Are there examples you can give that would not be based on assumptions, to put the focus more on the process? Thanks.
“Are there examples …not based on assumptions?”
You are entirely right that I made a tacit (and probably inaccurate) assumption that kos was not being a total jerk. However, my ultimate goal is to win hearts, not arguments. It costs me nothing to offer kos a face-saving way out of the mess he put himself in.
I don’t think I can offer a good response to a verbal attack that does not offer the other person an opportunity to save face if they reconsider. That is, not unless my goal is to destroy the other rather than co-opt them.
Thus, since kos is still more on my side of the political battle than not–and since I don’t want to waste my energy fighting him when we could both be going after BushCo, I need to offer him the out.
Not because he deserves the kindness, but because my being kind serves my ultimate goal. (After all, if Roosevelt & Churchill could make common ground with Stalin…..)
You can find a ton of info in any of Elgin’s books; and most of them can be read stand-alone.
Something to consider–turning the other cheek is a non-verbal message. It’s quite different from cowering or running away. The message is much more radical–it has two parts (I am not afraid…and …I do not need to attack.)
often, a process I understand all too well. . . .
But it is too often not the way to defend a program under attack in academe — a void in action enables others who do take action — and I will be again stepping into admin duties again soon . . . and of a program under attack (women’s studies) all too often.

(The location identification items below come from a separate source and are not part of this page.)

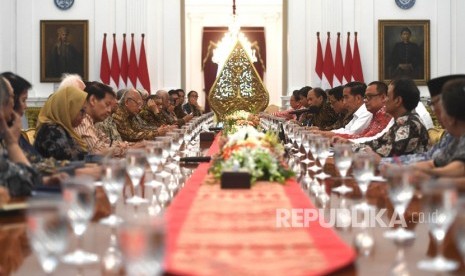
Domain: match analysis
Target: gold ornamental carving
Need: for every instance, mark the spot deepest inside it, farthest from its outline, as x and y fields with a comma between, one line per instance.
x=238, y=86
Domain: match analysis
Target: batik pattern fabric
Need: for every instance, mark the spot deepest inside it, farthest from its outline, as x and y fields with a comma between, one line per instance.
x=31, y=153
x=408, y=135
x=179, y=112
x=325, y=117
x=52, y=140
x=379, y=122
x=341, y=120
x=108, y=127
x=435, y=150
x=188, y=109
x=18, y=178
x=129, y=129
x=454, y=151
x=97, y=141
x=170, y=118
x=150, y=118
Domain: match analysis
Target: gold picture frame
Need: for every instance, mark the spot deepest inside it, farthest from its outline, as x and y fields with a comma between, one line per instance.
x=402, y=54
x=64, y=48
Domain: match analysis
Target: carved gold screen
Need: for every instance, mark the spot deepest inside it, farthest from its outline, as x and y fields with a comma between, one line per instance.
x=238, y=86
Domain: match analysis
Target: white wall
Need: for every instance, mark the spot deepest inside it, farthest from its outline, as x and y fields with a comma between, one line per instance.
x=161, y=19
x=447, y=37
x=158, y=19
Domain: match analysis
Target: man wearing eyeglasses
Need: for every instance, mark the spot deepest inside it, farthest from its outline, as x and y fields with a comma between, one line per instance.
x=375, y=98
x=353, y=97
x=128, y=125
x=167, y=112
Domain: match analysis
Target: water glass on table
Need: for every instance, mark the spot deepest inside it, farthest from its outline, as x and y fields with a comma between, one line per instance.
x=135, y=168
x=142, y=242
x=440, y=199
x=113, y=179
x=47, y=230
x=343, y=160
x=79, y=198
x=400, y=192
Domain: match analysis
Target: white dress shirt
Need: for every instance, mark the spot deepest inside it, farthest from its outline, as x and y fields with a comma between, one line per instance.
x=425, y=117
x=379, y=134
x=359, y=122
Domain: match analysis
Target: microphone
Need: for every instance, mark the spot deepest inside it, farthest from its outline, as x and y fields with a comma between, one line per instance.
x=311, y=109
x=195, y=159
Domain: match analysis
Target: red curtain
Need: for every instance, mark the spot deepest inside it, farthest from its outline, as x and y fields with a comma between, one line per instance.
x=211, y=36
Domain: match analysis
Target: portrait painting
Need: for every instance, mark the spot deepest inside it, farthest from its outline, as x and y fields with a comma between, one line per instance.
x=63, y=49
x=404, y=50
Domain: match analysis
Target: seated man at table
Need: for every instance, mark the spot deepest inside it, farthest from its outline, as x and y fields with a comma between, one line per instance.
x=294, y=102
x=435, y=87
x=353, y=94
x=375, y=97
x=450, y=161
x=151, y=113
x=336, y=99
x=408, y=134
x=303, y=118
x=100, y=98
x=323, y=115
x=167, y=112
x=128, y=126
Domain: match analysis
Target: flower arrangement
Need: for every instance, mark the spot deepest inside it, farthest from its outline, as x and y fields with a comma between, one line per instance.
x=254, y=152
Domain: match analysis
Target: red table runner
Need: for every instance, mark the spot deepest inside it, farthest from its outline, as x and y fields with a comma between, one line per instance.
x=233, y=232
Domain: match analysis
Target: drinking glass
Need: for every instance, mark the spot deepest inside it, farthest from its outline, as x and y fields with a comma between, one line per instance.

So I am interested in communication styles that defuse — but also allow defense, as I will be in situations when winning does matter, sad to say, and it will be my job to win for students’ sake . . . or at least to not lose further ground in budget battles. (I would much prefer to just keep teaching and writing.:-)
I will look to Elgin if useful for winning strategies (as compared to, say, stay-sane strategies, much more my preference in daily life, in teaching, in dealing with editors, etc.).
Elgin has some on-target examples. Take a look at the final few chapters in The Gentle Art of Verbal Self-Defense. She’s done a business-oriented version as well.
Excellent . . . as some deans deal as do academics, some deal more like businessmen — to which I’m far more accustomed; thanks.
And then, before I have to deal with deans again, I must go reread some Amanda Cross mysteries. “Amanda” — Carolyn Heilbrun, professor at Columbia — kills off at least one dean per book, and in the most imaginative and satisfying ways.:-)
Thank you for this series. I may need to get some of Elgin’s books on this topic.
On a related note, David Burns, who’s written self-help books for people suffering from mild mental disorders, has had some useful suggestions for stressful verbal encounters. One of them: whenever possible, find some element of truth in an opponent’s statements, and start your response with an acknowledgement of it. So instead of responding to “You never do X!” with “No, I do X all the goddamn time!”, instead you say (something like) “I didn’t do X last time. I feel that I end up doing it too much/often/etc. What can we do about that?”
This is sort of like Elgin’s Leveler mode combined with Computer mode, but it also takes away a source of conflict. Rather than merely not feeding the fire, it tends to extinguish it. It is also really, really hard to do when you’re upset. I’m still learning to do it three years after hearing about it.
Unfortunately, this approach tends to work best with people who actually desire resolution, and are willing to work together to solve the problem. Pie fight on dKos, probably; no-holds-barred political debates, probably not.
I appreciate your excellent series of diaries on the art of verbal self-defense. I need your continued tutelage on these matters, and I think you do an excellent job of breaking down and packaging the concepts.
Thank you. Recommends help them get more attention.